# how to find if any Torrent have local seeders?



## ankush28 (Sep 28, 2014)

I have one file to download (~1GB in size) How can I find if it has any local seeders?
It helps a lot (boosts speed by 16-20MBps in many cases)


----------



## Allu Azad (Sep 28, 2014)

I think you can't manually find it. Your client does it for you.


----------



## Vyom (Sep 29, 2014)

ankush28 said:


> I have one file to download (~1GB in size) How can I find if it has any local seeders?
> It helps a lot (boosts speed by 16-20MBps in many cases)
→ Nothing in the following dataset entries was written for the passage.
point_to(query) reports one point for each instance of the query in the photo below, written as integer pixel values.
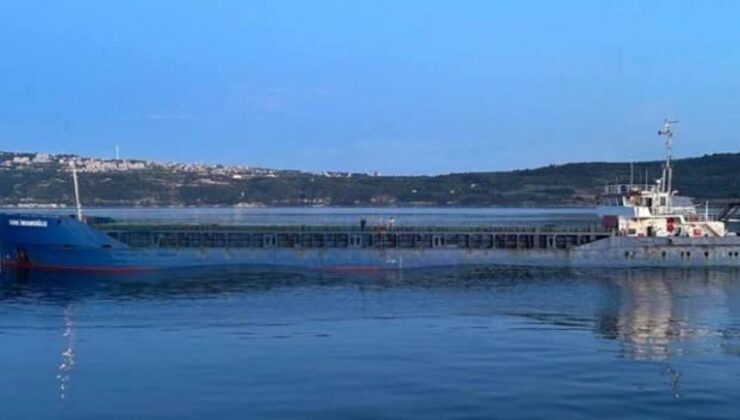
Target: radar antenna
(667, 180)
(78, 205)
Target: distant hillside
(31, 179)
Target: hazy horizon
(417, 87)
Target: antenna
(666, 183)
(78, 206)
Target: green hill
(713, 177)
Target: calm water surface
(478, 342)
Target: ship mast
(667, 180)
(78, 205)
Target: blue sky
(392, 86)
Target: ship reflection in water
(658, 308)
(263, 339)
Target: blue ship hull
(64, 243)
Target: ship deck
(148, 235)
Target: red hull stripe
(89, 269)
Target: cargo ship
(642, 226)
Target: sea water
(454, 343)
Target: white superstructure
(656, 210)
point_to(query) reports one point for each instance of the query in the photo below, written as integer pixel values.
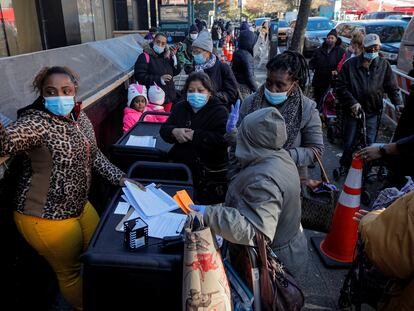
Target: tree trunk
(300, 26)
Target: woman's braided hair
(292, 62)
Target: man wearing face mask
(287, 73)
(184, 54)
(362, 84)
(158, 64)
(221, 75)
(196, 127)
(325, 61)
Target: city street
(321, 286)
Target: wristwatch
(382, 150)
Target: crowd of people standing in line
(266, 135)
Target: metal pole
(4, 31)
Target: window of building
(19, 28)
(99, 19)
(86, 21)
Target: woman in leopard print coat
(60, 151)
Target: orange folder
(183, 200)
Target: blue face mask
(199, 59)
(197, 100)
(60, 105)
(158, 49)
(371, 56)
(275, 98)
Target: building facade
(33, 25)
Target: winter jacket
(216, 33)
(131, 116)
(224, 83)
(265, 194)
(356, 84)
(184, 54)
(209, 125)
(59, 156)
(147, 73)
(310, 135)
(388, 237)
(324, 63)
(155, 108)
(243, 61)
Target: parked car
(316, 31)
(389, 31)
(260, 20)
(282, 32)
(380, 15)
(404, 18)
(406, 52)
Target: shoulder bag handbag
(278, 289)
(319, 199)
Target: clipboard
(120, 226)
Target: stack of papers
(141, 141)
(154, 206)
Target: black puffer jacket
(209, 125)
(243, 61)
(224, 83)
(357, 84)
(324, 63)
(147, 73)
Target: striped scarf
(291, 112)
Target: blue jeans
(351, 132)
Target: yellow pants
(61, 242)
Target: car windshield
(319, 25)
(283, 24)
(387, 34)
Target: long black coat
(209, 125)
(324, 63)
(357, 84)
(147, 73)
(243, 61)
(224, 83)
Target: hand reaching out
(233, 117)
(183, 135)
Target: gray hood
(260, 135)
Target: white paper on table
(122, 208)
(152, 202)
(141, 141)
(168, 224)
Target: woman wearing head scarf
(158, 64)
(287, 74)
(265, 194)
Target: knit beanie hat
(204, 41)
(333, 33)
(156, 95)
(135, 90)
(193, 28)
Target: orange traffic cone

Umm.. just start the torrent and wait for a minute to see whether local peers is available for it? If not, simply delete Torrent + Data? Works for me everytime.


----------



## ankush28 (Sep 29, 2014)

^^ Seems like only solution.

While researching on this topic I found something intresting (Maybe I am late). *BTCACHE -* Its progam used by ISPs to cache torrents, YT videos and other softwares. I think all ISPs should start using it. Btcache gives 20-30Mbps speed easily. Damm this is what we need in country with 1.7Mbps avg speed.


----------



## dashing.sujay (Sep 30, 2014)

^Well, torcache is already there. Just visit torbox.net to check if your ISP supports torrent caching or not.

I get 3.2-3.6MB/s DL speed while downloading _any_ torrent from there, irrespective of seeders, at least till now.


----------